Taken together, the Hussein visit and the public overture to conservative Arab states May 27 seem to suggest Moscow's immediate Mideast goals lie less in reentering the Arab-Israeli negotiating process than in frustrating Washington's attempts to consolidate its military and political influence in the region.

A Soviet reentry into the negotiating process is just plain impossible, at least now. Neither the US nor allied Israel is about to let the Soviets "return to the Arab-Israeli card table," as one Western diplomat puts it. Nor, almost certainly, is Egypt.

But in the meantime, the Kremlin is moving to reinforce already wide uneasiness among more pro-Western Arabs over what is seen as Washington's blinkered pro-Israeli policy -- as well as these Arabs' resultant reluctance to identify themselves too closely with the United States.

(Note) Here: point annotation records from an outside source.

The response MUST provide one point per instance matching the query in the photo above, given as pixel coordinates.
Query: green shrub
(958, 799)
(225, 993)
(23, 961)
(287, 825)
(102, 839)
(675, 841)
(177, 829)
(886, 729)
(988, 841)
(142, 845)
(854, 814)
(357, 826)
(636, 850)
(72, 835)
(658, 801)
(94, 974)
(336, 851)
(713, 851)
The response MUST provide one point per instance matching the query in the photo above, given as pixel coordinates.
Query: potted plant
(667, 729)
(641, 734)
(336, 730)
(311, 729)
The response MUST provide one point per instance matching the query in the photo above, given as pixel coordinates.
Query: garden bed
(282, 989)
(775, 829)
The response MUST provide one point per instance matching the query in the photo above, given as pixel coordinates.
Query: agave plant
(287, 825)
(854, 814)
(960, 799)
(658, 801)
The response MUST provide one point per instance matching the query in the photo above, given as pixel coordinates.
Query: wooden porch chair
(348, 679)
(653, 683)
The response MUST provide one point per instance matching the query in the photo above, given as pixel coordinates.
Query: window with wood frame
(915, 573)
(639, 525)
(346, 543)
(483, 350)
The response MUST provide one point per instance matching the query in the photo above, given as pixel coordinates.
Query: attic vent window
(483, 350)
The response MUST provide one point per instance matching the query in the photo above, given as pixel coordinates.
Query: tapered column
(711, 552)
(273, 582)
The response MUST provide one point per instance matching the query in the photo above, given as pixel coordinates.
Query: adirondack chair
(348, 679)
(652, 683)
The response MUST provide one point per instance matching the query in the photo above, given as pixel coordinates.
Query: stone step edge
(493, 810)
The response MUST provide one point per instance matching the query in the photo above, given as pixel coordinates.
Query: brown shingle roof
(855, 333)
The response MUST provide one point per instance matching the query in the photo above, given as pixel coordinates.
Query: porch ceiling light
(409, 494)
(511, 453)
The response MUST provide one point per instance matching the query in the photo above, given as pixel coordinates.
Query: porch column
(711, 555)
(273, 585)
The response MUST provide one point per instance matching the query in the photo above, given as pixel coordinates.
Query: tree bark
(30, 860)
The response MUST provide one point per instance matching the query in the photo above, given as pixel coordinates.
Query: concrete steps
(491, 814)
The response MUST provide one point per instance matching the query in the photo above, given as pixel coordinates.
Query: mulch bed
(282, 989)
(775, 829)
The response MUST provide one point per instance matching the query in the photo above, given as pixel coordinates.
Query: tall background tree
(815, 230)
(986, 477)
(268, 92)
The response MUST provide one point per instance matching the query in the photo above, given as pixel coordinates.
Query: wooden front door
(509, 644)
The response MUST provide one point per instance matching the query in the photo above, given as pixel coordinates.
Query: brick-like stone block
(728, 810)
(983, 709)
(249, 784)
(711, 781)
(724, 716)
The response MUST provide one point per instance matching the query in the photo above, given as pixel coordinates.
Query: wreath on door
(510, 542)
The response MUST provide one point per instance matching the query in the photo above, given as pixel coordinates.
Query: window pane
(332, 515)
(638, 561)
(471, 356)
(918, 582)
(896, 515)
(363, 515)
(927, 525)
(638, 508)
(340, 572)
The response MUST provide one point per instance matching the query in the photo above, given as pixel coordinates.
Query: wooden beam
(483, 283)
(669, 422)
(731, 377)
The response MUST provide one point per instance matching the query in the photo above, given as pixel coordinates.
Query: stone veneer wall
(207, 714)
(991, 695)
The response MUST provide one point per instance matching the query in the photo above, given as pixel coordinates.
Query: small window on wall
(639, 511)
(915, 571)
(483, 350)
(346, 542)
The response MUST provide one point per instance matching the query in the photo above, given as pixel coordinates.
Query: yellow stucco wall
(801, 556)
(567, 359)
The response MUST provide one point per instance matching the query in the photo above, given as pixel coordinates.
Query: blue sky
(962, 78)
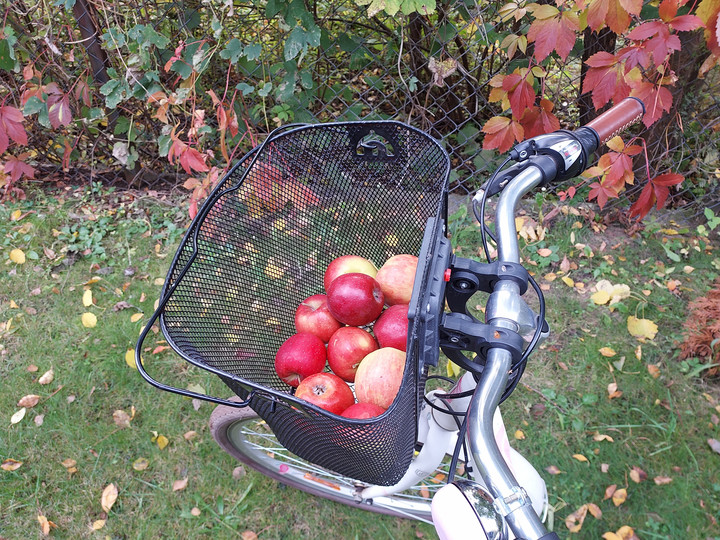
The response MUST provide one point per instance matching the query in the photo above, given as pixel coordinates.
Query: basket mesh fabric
(260, 246)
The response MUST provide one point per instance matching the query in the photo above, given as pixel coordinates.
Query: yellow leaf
(17, 256)
(130, 358)
(89, 320)
(600, 298)
(162, 441)
(140, 464)
(47, 377)
(620, 496)
(179, 485)
(108, 497)
(642, 329)
(10, 464)
(19, 415)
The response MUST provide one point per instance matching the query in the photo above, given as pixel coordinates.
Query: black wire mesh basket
(260, 245)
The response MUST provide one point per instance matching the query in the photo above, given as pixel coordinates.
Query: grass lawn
(597, 408)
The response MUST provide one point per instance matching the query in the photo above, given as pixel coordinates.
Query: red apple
(355, 299)
(348, 264)
(299, 356)
(391, 327)
(362, 411)
(314, 317)
(379, 376)
(327, 391)
(396, 278)
(346, 349)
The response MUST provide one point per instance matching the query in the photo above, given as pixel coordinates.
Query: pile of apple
(350, 329)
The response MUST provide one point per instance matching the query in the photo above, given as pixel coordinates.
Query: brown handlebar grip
(617, 119)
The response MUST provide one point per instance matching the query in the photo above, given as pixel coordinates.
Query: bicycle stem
(511, 500)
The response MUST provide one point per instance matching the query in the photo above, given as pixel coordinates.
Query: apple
(348, 264)
(346, 349)
(355, 299)
(327, 391)
(392, 326)
(396, 278)
(300, 356)
(379, 375)
(314, 317)
(362, 411)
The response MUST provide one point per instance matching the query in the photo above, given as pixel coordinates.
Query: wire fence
(433, 72)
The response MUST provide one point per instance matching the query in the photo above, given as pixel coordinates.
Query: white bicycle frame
(492, 462)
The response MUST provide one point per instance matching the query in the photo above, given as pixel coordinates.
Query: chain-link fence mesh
(431, 71)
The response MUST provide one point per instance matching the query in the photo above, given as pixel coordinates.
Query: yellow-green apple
(314, 317)
(348, 264)
(327, 391)
(362, 411)
(379, 376)
(391, 327)
(300, 356)
(396, 278)
(346, 349)
(355, 299)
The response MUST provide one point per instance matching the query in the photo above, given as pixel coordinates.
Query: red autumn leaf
(657, 99)
(502, 133)
(540, 120)
(556, 33)
(605, 79)
(16, 167)
(601, 193)
(59, 111)
(613, 13)
(520, 91)
(11, 127)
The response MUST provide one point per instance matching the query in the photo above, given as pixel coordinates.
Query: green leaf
(6, 60)
(233, 51)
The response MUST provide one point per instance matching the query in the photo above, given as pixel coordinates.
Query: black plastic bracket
(468, 277)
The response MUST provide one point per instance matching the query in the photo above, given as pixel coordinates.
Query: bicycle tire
(244, 435)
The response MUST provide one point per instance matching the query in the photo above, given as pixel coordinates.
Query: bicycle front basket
(260, 245)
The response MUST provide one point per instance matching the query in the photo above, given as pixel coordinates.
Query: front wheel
(246, 437)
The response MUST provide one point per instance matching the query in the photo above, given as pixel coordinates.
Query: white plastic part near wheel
(246, 437)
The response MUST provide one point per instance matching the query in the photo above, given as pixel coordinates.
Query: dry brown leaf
(620, 496)
(47, 377)
(29, 401)
(10, 464)
(109, 497)
(179, 485)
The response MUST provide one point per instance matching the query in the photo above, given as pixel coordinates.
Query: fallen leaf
(17, 256)
(89, 320)
(121, 418)
(18, 416)
(109, 497)
(179, 485)
(619, 497)
(47, 377)
(10, 464)
(29, 401)
(642, 329)
(637, 475)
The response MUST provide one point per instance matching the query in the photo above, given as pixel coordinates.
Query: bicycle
(335, 187)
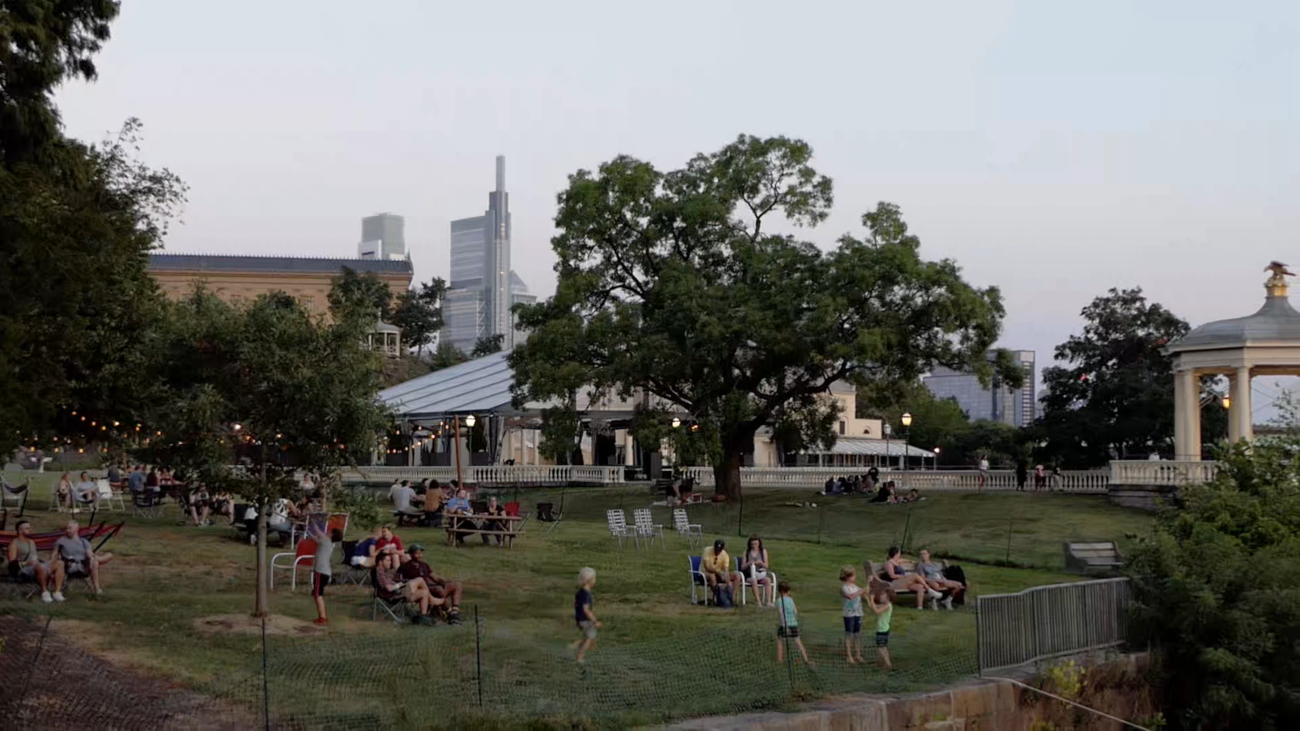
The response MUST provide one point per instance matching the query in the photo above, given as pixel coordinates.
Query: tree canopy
(1114, 394)
(77, 224)
(676, 282)
(269, 383)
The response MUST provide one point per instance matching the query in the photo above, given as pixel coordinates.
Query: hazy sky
(1053, 148)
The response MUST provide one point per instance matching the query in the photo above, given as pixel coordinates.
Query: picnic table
(460, 526)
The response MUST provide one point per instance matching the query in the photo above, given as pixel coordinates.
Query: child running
(852, 595)
(583, 614)
(882, 602)
(789, 626)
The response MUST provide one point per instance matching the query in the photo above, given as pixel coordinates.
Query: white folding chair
(688, 530)
(107, 494)
(645, 527)
(619, 528)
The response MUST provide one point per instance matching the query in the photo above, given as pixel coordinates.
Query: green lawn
(658, 657)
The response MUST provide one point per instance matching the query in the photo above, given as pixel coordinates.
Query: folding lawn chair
(304, 553)
(644, 527)
(619, 528)
(685, 528)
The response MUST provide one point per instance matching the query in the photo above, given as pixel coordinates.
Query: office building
(382, 237)
(482, 286)
(1017, 407)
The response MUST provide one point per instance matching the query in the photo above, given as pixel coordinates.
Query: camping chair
(393, 605)
(748, 582)
(618, 523)
(147, 504)
(303, 553)
(644, 527)
(697, 582)
(358, 575)
(687, 530)
(107, 494)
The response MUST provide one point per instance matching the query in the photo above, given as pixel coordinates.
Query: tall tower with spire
(481, 293)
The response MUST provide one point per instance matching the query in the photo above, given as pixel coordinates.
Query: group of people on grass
(72, 556)
(398, 572)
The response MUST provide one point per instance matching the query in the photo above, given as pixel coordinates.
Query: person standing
(789, 624)
(321, 571)
(583, 613)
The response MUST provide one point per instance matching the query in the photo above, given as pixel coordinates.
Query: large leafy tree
(1114, 392)
(286, 389)
(77, 223)
(419, 314)
(1217, 593)
(676, 282)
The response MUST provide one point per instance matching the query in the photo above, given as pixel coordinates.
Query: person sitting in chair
(25, 562)
(85, 492)
(73, 556)
(716, 569)
(440, 588)
(494, 510)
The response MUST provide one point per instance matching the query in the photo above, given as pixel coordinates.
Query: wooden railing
(1161, 474)
(1069, 480)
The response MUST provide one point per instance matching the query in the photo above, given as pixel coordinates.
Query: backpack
(723, 597)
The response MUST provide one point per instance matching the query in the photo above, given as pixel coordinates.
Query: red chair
(303, 553)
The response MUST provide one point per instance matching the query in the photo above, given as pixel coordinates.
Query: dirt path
(61, 686)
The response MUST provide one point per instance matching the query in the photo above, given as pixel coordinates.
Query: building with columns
(1265, 344)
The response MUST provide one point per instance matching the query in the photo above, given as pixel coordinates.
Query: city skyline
(1012, 145)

The long-range prospects for such a strategy are hard to gauge. But at this writing, Arab and Western diplomats here suggested, the Kremlin was at least managing to complicate Reagan administration efforts to make one pillar of its Mideast policy the curbing of Soviet influence.

King Hussein's visit has offered fresh evidence that moderate Arabs still remain leery of alignment with Moscow, no matter how disgruntled they are over the results of recent US domination of the Arab-Israeli negotiating process.

Since the King's arrival May 26, the official Soviet news media have come close to painting Jordan as an outright Kremlin ally. In what was seen partly as a bid to reinforce that impression, Soviet President Leonid Brezhnev unleashed an uncommonly sharp attack on US Mideast policy with King Hussein at his side during a state dinner.

The King, in reply, did back the Soviets' public campaign to challenge US hegemony over Arab-Israeli diplomacy. He explicitly endorsed Mr. Brezhnev's call -- made in February and repeated publicly only days before the Jordanian leader's arrival -- for an international Mideast peace conference.

But King Hussein himself has called for such a parley in the past. And the endorsement was, in effect, softened by his stated support in the address for any other initiative that could lead to an acceptable overall peace, and by the fact he did not directly attack the United States.

King Hussein also differed with the Soviet position on the Iran-Iraq war: an official "neutrality" that diplomats here see as distinctly tilted against one-time Arab ally Iraq.

The published Soviet version of the King's remarks omitted his comments on the war and elsewhere had him referring to the "Persian Gulf," the Iranians' preferred terminology for that body of water.

In a full Arabic text secured by the Monitor, King Hussein in fact spoke of the "Arab Gulf" -- the Arabs' terminology -- and said Iraq had fallen victim to "Iranian aggression." He fully backed the Iraqi war effort as a "just Arab cause."

King Hussein, long friendly with the US, soured on US Mideast policy following Washington's sponsorship of the agreements between Egypt and Israel -- which the King sees as splitting the Arab world and providing cover for continued Israeli occupation of Arab territory (including his own) captured in the 1967 Mideast war.

The carefully crafted Hussein speech is seen by diplomats here largely as a bid to hike pressure on the US to retool this policy. Indeed, the very presence of the traditionally pro-Western monarch in Moscow is seen partly as directed toward that aim.

The significance of the Hussein visit is increased by the fact that the Jordanian leader is emerging as a consensus spokesman for a large chunk of the Arab world, a point he stressed in his dinner speech.

Presumably assuming the King's reasoning might apply in some degree to other moderate and conservative Arab states, the Soviets have begun warming publicly to such parties as the Saudi Arabians, other Gulf oil states, and even, very slightly, to Egypt.

A long commentary May 27 in the Soviet newspaper Literary Gazette, the very vehicle used for suggesting a Soviet-Saudi rapprochement two years ago, highlights uneasiness over US policy on the part of the Saudis, the Jordanians, and the Egyptians.

In boldface, the article says "even conservative" Arab states realize that the genuine danger for them lies not in Moscow -- which, after all, has suggested a peace conference --but in Washington.